Other senate members, however, said that with the exception of UBTEB fees, students should pay tuition afresh to facilitate the running of the institution.
“We will have to start afresh with all students beginning on a clean shit whether they had balances or not. We should treat this as a new semester and all students should pay. I believe it will be the same situation in the hostels where students are residing,” said an official.
Some institutions are also finding it difficult to determining the actual finalists.
“Students in their second year pursuing certificate and diplomas and those in third year pursuing bachelors degrees are finalists regardless of which semester they are in,” said Kampala University academic registrar Fred Mukasa.
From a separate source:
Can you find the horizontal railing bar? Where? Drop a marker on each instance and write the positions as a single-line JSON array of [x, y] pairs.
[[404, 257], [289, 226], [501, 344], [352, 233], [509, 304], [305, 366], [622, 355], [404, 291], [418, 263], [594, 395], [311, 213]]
Richard Muyombya, a tutor at YMCA, however, says that all students at university and tertiary level are finalists in their own right.
He also watered down the idea of automatic promotion of students which he said cannot apply to higher institutions of learning.
“All students at higher institutions of learning are finalists and exams they do at the end of every semester are final and appear on their transcripts,” he said.
He also wondered what the Education ministry plans to do for those who sat Senior Six last year and are supposed to have joined university in August.
“The Education minister, Janet Museveni, said no body will get a dead year and I wonder whether those who were supposed to join university in August will be automatically promoted to second year,” he said.
Muyombya also said it was time for government to extend a helping hand to the distressed parents by paying UNEB and UBTEB fees.
“Some parents last received a salary in February and it will be foolhardy to expect such parents to meet their fees obligations as well as pay UNEB and UBTEB fees,” he said.
Legislators earlier this week urged government to bail out parents by paying UNEB and UBTEB fees for final year students.
On October 15th, education institutions will be reopening for candidate classes and finalists at primary, secondary and higher institutions of learning after nearly seven months of closure. But as these institutions embark on final preparations aimed at ensuring that the Ministry of Health and presidential guidelines are followed to the letter, the many unanswered questions are likely to put parents and school owners on a collision course.